Thus far, my efforts have been unsuccessful.
Amaro: “Right now, we’re trying to win as many games as possible… At the same time, at some point, we’re going to have to start looking to the future. And once we’re ‘eliminated’ … listen, is it a long shot to get back into this Wild Card race? It is. Numerically it’s not impossible, but right now obviously I’d be foolish to say it’s something that’s probable…. And at some point, we may be looking more at what we have to do for 2015 as far as what’s going on, on the field. But until then, we’ll make the decision when it’s the appropriate time, when it’s time to start to looking to 2015 and beyond. We’re not quite there yet.”
Trying to win as many games as possible. While that might be a nice thing to hear from a player, whose present entertainment value and future paycheck rely entirely upon his immediate performance, this is an impossibly ignorant and disheartening thing to hear from the general manager of a woefully uncompetitive major league baseball team. It has become clear at this point that self-reflection is not Amaro’s strong suit.
Perhaps Amaro, Montgomery, and the rest of the Phillies’ brass would be better served by a lesson that comes not from self examination, but from history. Not baseball history, but Mediterranean.
King Pyrrhus of Epirus was always a warrior. He was not a king that came from the political class.

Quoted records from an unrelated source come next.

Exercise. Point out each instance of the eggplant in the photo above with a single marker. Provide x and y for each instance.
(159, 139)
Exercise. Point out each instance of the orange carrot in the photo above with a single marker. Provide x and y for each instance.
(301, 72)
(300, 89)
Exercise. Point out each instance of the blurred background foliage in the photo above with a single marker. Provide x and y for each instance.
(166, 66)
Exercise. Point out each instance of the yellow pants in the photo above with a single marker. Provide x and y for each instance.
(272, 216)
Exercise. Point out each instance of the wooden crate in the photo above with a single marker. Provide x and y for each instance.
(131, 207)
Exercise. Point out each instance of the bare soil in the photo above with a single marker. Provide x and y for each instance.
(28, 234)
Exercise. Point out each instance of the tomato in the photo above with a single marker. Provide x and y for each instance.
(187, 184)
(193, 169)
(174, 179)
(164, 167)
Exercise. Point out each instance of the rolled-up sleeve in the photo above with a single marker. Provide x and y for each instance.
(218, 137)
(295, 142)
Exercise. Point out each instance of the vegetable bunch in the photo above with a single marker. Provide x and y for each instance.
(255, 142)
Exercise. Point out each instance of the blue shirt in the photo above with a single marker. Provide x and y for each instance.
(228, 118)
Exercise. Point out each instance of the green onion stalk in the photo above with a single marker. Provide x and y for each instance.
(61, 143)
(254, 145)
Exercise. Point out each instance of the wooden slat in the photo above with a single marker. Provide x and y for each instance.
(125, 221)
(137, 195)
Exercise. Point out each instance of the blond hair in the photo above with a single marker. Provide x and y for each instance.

While he was indeed the heir to the title by birth, he was expelled from power four years into his reign, and had to take to the battlefield to regain his throne. So in 281 B.C.E., King Pyrrhus was already an expert battlefield commander when he answered the pleas of the beleagured city of Tarentum, which was under threat of destruction at the hands of Rome. Pyrrhus, sensing an opportunity to expand his kingdom, sailed to Italy with an army.
After early successes in the field, in 279 B.C.E. Pyrrhus turned his troops north towards the city of Asculum. His army numbered around 40,000, and the Romans met him with an equal number. The battle lasted for two days, and at the end of the second day, the Roman forced had been decisively defeated. But Pyrrhus was hardly in a position to celebrate. Although his army had killed twice as many Roman soldiers as it had lost, winning the battle had cost Pyrrhus a strategic defeat.

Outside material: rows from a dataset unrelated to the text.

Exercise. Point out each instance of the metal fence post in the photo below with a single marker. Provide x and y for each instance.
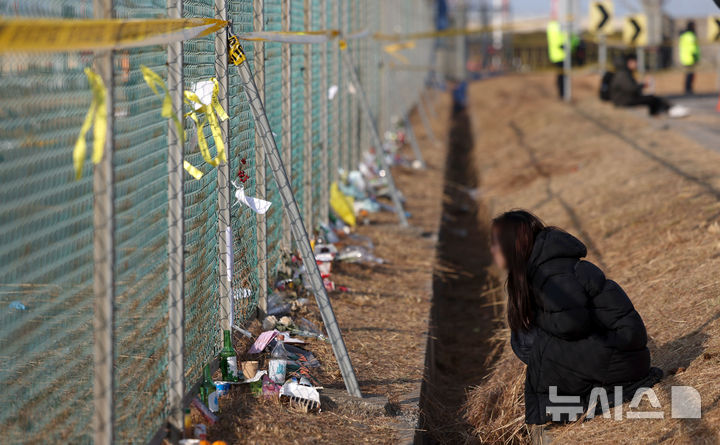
(176, 236)
(308, 135)
(223, 172)
(343, 97)
(351, 76)
(426, 121)
(286, 128)
(338, 143)
(104, 258)
(260, 181)
(324, 192)
(299, 231)
(384, 71)
(352, 48)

The Greek historian Plutarch sums up the aftermath: “Pyrrhus said to one who was congratulating him on his victory, ‘If we are victorious in one more battle with the Romans, we shall be utterly ruined.’ For he had lost a great part of the forces with which he came, and all his friends and generals except a few; moreover, he had no others whom he could summon from home, and he saw that his allies in Italy were becoming indifferent, while the army of the Romans, as if from a fountain gushing forth indoors, was easily and speedily filled up again.”

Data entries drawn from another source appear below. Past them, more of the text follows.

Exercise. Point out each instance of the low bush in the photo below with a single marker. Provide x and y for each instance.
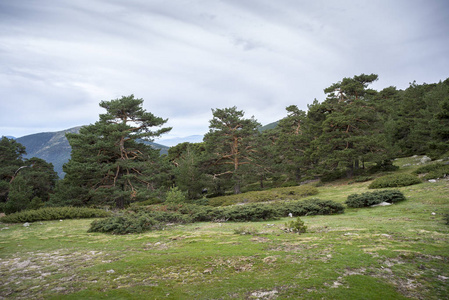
(371, 198)
(309, 208)
(296, 226)
(433, 171)
(293, 193)
(246, 230)
(139, 219)
(124, 223)
(394, 180)
(446, 218)
(54, 213)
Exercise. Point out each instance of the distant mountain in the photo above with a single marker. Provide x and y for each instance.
(54, 147)
(175, 141)
(268, 126)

This is the event from which we draw the term Pyrrhic Victory: winning the day with grave consequences for the future. Unfortunately for Phillies fans, this is precisely the kind of win that Amaro is referencing above.
The Phillies’ misguided attempts to win today, or indeed during the second half of the 2014 season, have prevented them from making the moves that must be made in order to start building another championship-caliber roster. By holding onto aging, but still productive, talent, the Phillies have already lost out on too many opportunities to get any better in the future. Likewise, they’re pushing themselves further and further away from the highest picks in next year’s draft, which this team sorely needs in order to start replenishing its decimated farm system.
Actually, comparing Pyrrhus to Amaro and Montgomery isn’t very fair to Pyrrhus. At least he realized the cost of glory. He demonstrated an ability to remove himself from his personal pride and see the ultimate consequences. This Phillies management group has repeatedly proven incapable of thinking with such lucidity. Every extra win that this team earns in the waning days of summer could rightly be termed a Phillic victory, and they should be “celebrated” accordingly. It would serve the Phillies – and more importantly, what remains of the Phillies’ fan base – to see that the net result of their current philosophy can only lead to ultimate failure.